Kepala Hyunsu terasa berdenyut, keringat dingin mulai membasahi keningnya, tangannya gemetar. Pandangannya mulai mengabur. Tubuhnya juga mulai terasa lemah.
Ceklek!
Suara pintu terbuka. Tubuh Hyunsu mendadak ambruk dengan tangan yang gemetar, “Apa kau baik-baik saja?” terdengar suara seorang laki-laki yang panik melihat Hyunsu hampir pingsan di depannya. Hyunsu masih bisa membuka matanya dan mendengar uca[annya. Anak itu mengangguk dan mencoba berdiri namun kakinya benar-benar lemas. Dirinya terjatuh lagi beruntung seseorang menahan punggungnya sekarang. Entah dejavu atau apa, Hyunsu seakan mengenali suara orang tersebut,seperti tidak asing, tapis ekali lagi dia tidak bisa memastikan siap orang yang menolongnya. Pandangannya menggelap lalu terdengar suara sesorang panik dan memanggil ambulance.

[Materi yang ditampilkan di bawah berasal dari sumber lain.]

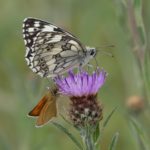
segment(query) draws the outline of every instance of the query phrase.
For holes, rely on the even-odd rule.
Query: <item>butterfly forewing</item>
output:
[[[24,20],[23,35],[27,64],[42,77],[64,73],[85,55],[85,47],[72,34],[38,19]]]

Tubuh Hyunsu terkulai lemas. Lelaki itu mencoba meminta pertolongan, namun karena tidak ada yang menolongnya dia segera menggendong Hyunsu dan berlari keluar apartemen, “Aku mohon bertahanlah,” gumamnya dengan tatapan memohon. Dia membawa Hyunsu dengan hati-hati, dalam hati dia berdoa agar Hyunsu mampu bertahan sampai dia bisa membawanya ke rumah sakit.